Based on the evidence of record, there is no genuine issue of material fact that the conduct of the Defendants in effecting an arrest of a suspected drunk driver was of a kind that the Defendants were employed to perform, that occurred while the Defendants were on duty, which served the purpose of law enforcement, and during which the Commonwealth expects (and trains) officers to use the appropriate amount of force necessary to accomplish the same.

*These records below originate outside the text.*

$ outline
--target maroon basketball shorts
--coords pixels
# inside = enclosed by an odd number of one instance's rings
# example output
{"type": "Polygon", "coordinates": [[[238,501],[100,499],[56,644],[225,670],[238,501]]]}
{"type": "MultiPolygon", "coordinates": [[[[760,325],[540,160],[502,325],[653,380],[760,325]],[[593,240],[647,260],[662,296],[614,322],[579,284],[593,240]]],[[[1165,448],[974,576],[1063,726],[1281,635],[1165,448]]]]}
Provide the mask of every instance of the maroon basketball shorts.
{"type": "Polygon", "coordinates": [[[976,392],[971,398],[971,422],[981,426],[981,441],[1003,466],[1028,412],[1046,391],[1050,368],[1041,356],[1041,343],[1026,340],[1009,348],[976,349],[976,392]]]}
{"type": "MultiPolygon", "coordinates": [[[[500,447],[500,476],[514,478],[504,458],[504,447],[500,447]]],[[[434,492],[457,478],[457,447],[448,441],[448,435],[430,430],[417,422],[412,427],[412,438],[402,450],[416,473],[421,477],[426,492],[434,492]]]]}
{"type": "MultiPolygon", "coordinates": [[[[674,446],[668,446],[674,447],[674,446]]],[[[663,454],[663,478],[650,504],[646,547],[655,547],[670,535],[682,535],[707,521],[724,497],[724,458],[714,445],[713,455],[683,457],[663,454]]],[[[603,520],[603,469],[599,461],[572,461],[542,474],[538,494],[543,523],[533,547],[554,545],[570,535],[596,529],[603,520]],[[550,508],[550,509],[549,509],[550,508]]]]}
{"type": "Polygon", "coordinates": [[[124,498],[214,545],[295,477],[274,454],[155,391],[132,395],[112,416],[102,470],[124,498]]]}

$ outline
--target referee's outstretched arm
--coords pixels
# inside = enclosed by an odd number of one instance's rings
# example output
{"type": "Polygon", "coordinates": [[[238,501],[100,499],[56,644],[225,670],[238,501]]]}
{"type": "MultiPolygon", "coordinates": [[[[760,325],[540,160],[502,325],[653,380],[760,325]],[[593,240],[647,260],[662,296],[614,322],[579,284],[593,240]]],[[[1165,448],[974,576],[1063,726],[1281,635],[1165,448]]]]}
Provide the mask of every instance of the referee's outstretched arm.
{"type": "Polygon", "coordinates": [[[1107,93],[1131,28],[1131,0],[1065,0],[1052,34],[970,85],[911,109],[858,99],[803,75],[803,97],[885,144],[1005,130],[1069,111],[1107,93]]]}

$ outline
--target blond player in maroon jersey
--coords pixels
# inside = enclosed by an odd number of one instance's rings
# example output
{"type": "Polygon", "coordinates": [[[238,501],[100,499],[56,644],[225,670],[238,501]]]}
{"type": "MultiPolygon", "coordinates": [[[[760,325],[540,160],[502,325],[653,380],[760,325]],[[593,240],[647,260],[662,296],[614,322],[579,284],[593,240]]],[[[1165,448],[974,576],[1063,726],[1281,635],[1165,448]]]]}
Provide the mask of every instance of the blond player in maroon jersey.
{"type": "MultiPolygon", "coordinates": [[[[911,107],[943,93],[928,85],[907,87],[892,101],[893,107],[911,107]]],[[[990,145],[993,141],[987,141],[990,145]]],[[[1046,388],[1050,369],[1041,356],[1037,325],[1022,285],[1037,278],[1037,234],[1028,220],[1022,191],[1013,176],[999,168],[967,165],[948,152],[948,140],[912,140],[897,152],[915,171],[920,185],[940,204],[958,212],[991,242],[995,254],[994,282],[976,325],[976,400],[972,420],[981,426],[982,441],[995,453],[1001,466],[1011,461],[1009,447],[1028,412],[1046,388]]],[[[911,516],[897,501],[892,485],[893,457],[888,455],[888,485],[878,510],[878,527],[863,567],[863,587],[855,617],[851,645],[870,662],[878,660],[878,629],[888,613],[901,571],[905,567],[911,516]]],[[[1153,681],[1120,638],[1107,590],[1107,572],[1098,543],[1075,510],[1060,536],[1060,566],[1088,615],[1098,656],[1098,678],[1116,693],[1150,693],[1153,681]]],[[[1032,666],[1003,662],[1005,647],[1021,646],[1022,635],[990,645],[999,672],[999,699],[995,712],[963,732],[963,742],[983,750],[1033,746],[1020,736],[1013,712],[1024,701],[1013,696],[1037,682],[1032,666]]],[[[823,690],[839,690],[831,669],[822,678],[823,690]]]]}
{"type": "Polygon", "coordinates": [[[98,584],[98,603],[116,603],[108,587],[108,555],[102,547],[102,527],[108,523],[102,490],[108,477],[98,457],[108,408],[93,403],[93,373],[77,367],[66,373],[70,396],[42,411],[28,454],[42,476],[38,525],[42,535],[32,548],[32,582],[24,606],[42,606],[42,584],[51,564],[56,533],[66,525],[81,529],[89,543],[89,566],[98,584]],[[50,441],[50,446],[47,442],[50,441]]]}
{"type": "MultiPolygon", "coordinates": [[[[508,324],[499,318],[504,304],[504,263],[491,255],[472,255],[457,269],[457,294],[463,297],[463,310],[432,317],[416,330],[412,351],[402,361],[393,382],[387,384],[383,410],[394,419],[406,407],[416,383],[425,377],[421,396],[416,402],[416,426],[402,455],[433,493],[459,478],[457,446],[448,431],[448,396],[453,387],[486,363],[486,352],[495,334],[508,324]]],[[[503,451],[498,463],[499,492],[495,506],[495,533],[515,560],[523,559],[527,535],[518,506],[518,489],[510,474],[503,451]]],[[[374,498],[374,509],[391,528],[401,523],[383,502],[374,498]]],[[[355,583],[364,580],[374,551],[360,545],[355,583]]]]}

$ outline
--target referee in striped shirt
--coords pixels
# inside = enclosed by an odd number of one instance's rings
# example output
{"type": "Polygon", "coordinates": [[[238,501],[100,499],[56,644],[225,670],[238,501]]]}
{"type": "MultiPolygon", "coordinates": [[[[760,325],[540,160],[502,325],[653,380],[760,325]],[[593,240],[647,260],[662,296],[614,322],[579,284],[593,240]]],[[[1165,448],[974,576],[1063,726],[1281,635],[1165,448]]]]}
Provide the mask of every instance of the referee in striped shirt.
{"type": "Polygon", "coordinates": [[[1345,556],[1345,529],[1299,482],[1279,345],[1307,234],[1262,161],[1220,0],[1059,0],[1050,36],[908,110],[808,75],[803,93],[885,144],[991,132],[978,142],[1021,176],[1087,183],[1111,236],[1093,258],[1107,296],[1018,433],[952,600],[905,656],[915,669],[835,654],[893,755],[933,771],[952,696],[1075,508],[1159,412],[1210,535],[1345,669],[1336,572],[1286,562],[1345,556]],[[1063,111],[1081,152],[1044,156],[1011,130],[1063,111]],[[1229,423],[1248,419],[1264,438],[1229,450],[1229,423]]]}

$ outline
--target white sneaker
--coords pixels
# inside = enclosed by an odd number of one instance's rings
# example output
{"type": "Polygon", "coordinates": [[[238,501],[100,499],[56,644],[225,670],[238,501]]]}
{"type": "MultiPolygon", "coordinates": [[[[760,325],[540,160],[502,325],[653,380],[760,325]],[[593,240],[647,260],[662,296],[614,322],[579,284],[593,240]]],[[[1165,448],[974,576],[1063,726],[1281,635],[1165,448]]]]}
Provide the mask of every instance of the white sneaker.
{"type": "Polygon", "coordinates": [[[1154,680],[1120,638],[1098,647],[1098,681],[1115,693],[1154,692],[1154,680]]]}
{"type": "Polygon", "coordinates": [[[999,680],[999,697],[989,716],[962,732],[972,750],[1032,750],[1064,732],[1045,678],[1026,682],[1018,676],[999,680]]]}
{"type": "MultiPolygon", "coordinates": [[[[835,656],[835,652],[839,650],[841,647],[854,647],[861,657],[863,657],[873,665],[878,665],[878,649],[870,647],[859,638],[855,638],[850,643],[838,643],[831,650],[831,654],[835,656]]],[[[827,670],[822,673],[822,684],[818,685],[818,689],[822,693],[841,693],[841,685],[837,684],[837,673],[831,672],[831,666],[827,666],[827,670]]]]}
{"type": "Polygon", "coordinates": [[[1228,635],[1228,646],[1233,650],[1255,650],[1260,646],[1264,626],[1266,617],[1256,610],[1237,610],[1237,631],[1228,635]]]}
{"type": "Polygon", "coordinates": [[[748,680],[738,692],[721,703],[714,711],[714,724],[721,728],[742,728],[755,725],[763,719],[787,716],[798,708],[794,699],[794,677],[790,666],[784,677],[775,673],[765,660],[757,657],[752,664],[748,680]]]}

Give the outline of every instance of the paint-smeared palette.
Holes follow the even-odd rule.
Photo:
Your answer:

Therefore, there is no genuine issue of material fact that the Defendants were acting within the scope of their employment during the incident and entitled to sovereign immunity as to the state tort claims.
Consequently, summary judgment in favor of Defendants as to Counts II and III of Plaintiff's Amended Complaint is warranted.
ORDER OF COURT
AND NOW, this 23rd day of April, 2009, after careful consideration of the submissions of the parties and for the reasons set forth in the accompanying Opinion it is ordered that Defendants' Partial Motion for Summary Judgment (Docket No. 33) is granted in part and denied in part as follows:
1. The Partial Motion for Summary Judgment is denied as moot with regard to Defendants' argument that Plaintiff's conspiracy claims are independent since the conspiracy claims are not asserted as independent claims;
2. The Partial Motion for Summary Judgment is denied with regard to Defendants' argument on the intracorporate conspiracy doctrine;
3. The Partial Motion for Summary Judgment is granted in favor of Defendants as to Plaintiff's conspiracy claims under §1983 against Defendants and said claims are dismissed from the Amended Complaint;
4. The Partial Motion for Summary Judgment is granted in favor of Defendants as to Counts II and III of Plaintiff's Amended Complaint based on sovereign immunity and said claims are dismissed from the Amended Complaint.
It is further ordered that a pre-trial conference is set for May 7, 2009, at 10:15 a.m.